Octobre 2015
Recension de Valérie Guillemot & Michel Vial †
L’amazone et la cuisinière. Anthropologie de la division sexuelle du travail - Alain Testart
Gallimard, Bibliothèque des Sciences Humaines, 2014, 192 p.
Lien vers l’ouvrage
Dans un ouvrage de moins de deux cents pages, Alain Testart apporte un point de vue d’anthropologue innovant à des questions vives relatives au travail et au genre. Alors que l’accès des femmes aux métiers traditionnellement réservés aux hommes et vice-versa constitue un enjeu politique affiché, l’auteur dresse un état des lieux de la division sexuelle du travail. Le premier constat porte sur l’équilibre de la charge de travail. Contrairement aux idées reçues, le travail des femmes n’est pas un fait moderne ; il est en revanche rendu visible par l’élargissement des horizons de ce travail. « D’étonnantes constantes » (p.9) à la fois géographiques et historiques sont repérées, à partir de la littérature existante. Par exemple, dans le champ de la fabrication, le travail des matières dures par les hommes et des matières tendres, molles ou flexibles par les femmes, se traduit dans la société française d’aujourd’hui par un taux de féminisation du secteur textile le plus important de l’industrie. Pour interpréter ces constantes, comme l’exclusion des femmes des navires ou de la chasse, l’auteur réfute les explications naturalistes et rationalistes. Ce n’est pas une cause physiologique liée à la force physique ou à la mobilité des femmes restreinte par la charge des enfants en bas âge qui entraînerait une spécialisation. Il montre notamment à partir du cas des Aborigènes australiens, que contrairement aux idées reçues, les femmes chassent mais n’utilisent pas les armes qui font couler le sang des animaux. C’est ce critère qui est discriminant. Il renvoie directe-ment aux croyances, aux interdits et aux tabous liés au sang des femmes. Chez les Inuit, les Pygmées ou les Aborigènes australiens comme dans les campagnes françaises lors de la fête du cochon, le critère de discrimination n’est pas le sang lui-même mais le sang jaillissant. Les femmes se tiennent à l’écart du geste qui fait jaillir le sang, mais peuvent prendre en charge les tâches les plus éloignées du moment de la mise à mort dans le travail de dépeçage, de transport ou de préparation des peaux. Parce que le symbolique l’emporte dans les représentations collectives, l’interdit s’étend au vin (le sang de la vigne) et au sel, aux fours gynécomorphes de la sidérurgie.

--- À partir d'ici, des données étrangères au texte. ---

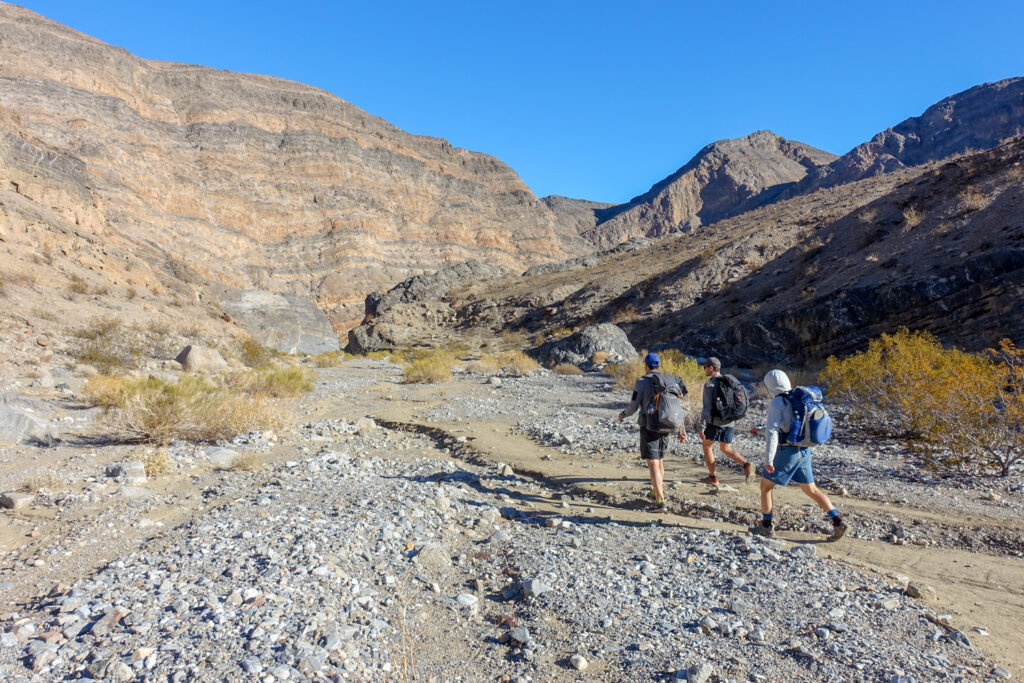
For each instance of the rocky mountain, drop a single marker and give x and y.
(935, 247)
(976, 119)
(247, 181)
(729, 177)
(580, 215)
(723, 179)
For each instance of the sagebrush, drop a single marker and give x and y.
(953, 408)
(673, 363)
(194, 408)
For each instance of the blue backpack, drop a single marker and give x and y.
(811, 423)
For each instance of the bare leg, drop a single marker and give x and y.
(706, 445)
(766, 502)
(731, 454)
(656, 469)
(817, 496)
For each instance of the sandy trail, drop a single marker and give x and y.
(977, 590)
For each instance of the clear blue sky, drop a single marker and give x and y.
(595, 99)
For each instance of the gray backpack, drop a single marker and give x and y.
(664, 414)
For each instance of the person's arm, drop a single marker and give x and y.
(771, 431)
(709, 400)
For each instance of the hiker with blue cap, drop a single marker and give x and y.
(658, 394)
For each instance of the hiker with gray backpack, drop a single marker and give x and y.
(725, 401)
(657, 396)
(797, 422)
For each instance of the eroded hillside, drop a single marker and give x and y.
(253, 181)
(935, 247)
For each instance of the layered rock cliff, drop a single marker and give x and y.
(979, 118)
(256, 182)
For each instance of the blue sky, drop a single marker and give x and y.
(594, 99)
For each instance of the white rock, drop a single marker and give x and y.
(16, 500)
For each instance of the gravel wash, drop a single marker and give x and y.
(376, 556)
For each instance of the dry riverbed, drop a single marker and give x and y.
(493, 530)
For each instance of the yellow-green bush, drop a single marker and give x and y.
(517, 363)
(566, 369)
(194, 408)
(274, 382)
(329, 358)
(110, 345)
(953, 408)
(673, 363)
(428, 367)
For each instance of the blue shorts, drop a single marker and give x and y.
(716, 433)
(792, 464)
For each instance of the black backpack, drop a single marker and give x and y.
(664, 414)
(730, 398)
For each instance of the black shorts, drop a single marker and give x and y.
(716, 433)
(652, 444)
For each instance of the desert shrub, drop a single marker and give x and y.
(514, 339)
(626, 374)
(329, 358)
(517, 363)
(40, 481)
(151, 410)
(254, 354)
(954, 409)
(486, 364)
(77, 285)
(673, 363)
(274, 382)
(428, 367)
(157, 462)
(972, 198)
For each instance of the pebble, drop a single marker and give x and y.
(921, 592)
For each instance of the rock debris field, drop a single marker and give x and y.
(371, 554)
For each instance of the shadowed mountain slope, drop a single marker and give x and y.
(937, 247)
(718, 182)
(976, 119)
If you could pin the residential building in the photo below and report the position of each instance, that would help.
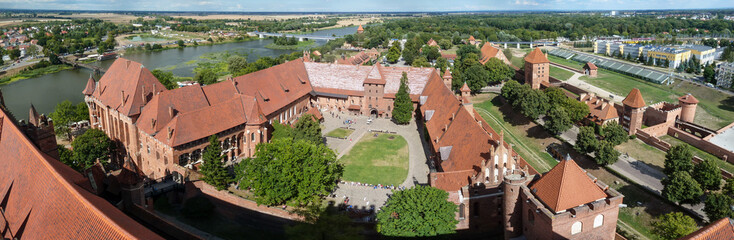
(704, 54)
(165, 131)
(724, 74)
(537, 68)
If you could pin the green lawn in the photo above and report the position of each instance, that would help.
(560, 74)
(700, 153)
(716, 109)
(377, 160)
(531, 151)
(340, 133)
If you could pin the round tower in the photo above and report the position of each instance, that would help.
(688, 105)
(512, 204)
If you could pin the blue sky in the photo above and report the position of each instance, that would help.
(360, 5)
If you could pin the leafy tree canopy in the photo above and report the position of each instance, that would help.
(674, 225)
(417, 212)
(288, 171)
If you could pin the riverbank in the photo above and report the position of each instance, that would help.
(300, 46)
(25, 74)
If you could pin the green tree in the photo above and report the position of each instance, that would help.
(718, 206)
(709, 74)
(586, 141)
(205, 77)
(674, 225)
(476, 77)
(498, 71)
(66, 157)
(393, 55)
(558, 121)
(91, 146)
(531, 103)
(281, 130)
(288, 171)
(402, 110)
(678, 158)
(236, 64)
(445, 44)
(614, 133)
(421, 62)
(63, 115)
(421, 211)
(212, 167)
(680, 187)
(441, 64)
(309, 130)
(165, 78)
(431, 52)
(707, 174)
(606, 154)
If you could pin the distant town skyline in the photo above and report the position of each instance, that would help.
(360, 6)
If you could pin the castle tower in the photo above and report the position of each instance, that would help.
(633, 111)
(537, 68)
(512, 204)
(465, 101)
(447, 79)
(688, 105)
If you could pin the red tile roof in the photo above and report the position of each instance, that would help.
(124, 86)
(722, 229)
(566, 186)
(590, 66)
(43, 199)
(536, 56)
(634, 99)
(688, 98)
(269, 83)
(488, 52)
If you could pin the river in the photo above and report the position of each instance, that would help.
(46, 91)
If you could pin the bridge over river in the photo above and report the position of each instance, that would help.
(300, 37)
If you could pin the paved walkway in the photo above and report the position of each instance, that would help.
(575, 81)
(361, 196)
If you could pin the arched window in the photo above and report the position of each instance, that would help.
(576, 228)
(461, 211)
(531, 216)
(598, 221)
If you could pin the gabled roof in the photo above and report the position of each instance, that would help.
(44, 199)
(89, 89)
(465, 88)
(634, 99)
(124, 84)
(267, 83)
(590, 66)
(722, 229)
(536, 56)
(566, 186)
(688, 98)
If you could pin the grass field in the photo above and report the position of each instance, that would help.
(377, 160)
(715, 110)
(643, 152)
(560, 74)
(700, 153)
(530, 149)
(340, 133)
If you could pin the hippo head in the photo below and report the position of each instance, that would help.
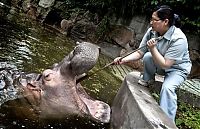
(56, 94)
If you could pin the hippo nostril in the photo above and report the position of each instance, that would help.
(38, 77)
(47, 77)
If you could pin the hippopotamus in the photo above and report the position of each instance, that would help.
(55, 93)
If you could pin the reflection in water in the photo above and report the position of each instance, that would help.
(30, 48)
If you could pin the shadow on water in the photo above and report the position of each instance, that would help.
(29, 47)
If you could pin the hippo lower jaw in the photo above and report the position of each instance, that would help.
(99, 110)
(57, 94)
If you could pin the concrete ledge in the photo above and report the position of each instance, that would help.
(135, 108)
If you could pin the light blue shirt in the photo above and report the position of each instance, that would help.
(173, 45)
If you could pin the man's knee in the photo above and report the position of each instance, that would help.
(147, 57)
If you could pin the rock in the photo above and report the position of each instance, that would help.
(46, 3)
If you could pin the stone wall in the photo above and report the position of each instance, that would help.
(135, 108)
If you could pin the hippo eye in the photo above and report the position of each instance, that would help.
(47, 77)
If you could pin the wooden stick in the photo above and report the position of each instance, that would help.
(111, 63)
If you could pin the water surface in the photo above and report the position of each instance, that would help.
(31, 47)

« Quand une tâche technique évoque trop fortement le corps féminin dans ses dérèglements, les femmes en sont exclues […] on éloigne la femme non pas de ce qui serait trop différent d’elle, mais bien de ce qui est trop semblable » (p.64), donc aussi de l’agitation de la mer par tempête et des entrailles de la Terre (travailler dans les sous-marins de l’armée et dans les mines d’extraction leur reste interdit en France aujourd’hui). C’est selon ce même principe qu’une femme ne peut perturber l’intérieur des corps, par similitude avec la perturbation que connaît son propre corps. L’usage des outils tranchants et coupants est réservé aux hommes alors que les femmes utilisent des outils à percussion diffuse (lancée, non coupante) et posée (coupante, non lancée), comme la faucille. Les outils féminins travaillent la surface, seuls les outils masculins perturbent le cœur des corps travaillés. La division sexuelle du travail, pour l’auteur, s’exerce donc à partir de la nature des gestes techniques qu’il requiert, et non selon la force physique ou la mobilité requises.
Alain Testart s’interroge alors sur les effets du développement de la mécanisation, qui déplace certaines tâches réalisées à la main et à domicile par les femmes vers des structures où l’échelle de production se modifie parfois en une véritable i-dustrialisation. La loi de répartition sexuelle du travail en fonction des outils ne tient plus. Selon l’auteur, cela s’explique par la confiscation par les hommes du pouvoir ainsi généré par l’activité économique, pouvoir qui s’exerce d’ailleurs initialement davantage envers d’autres hommes qu’envers les femmes.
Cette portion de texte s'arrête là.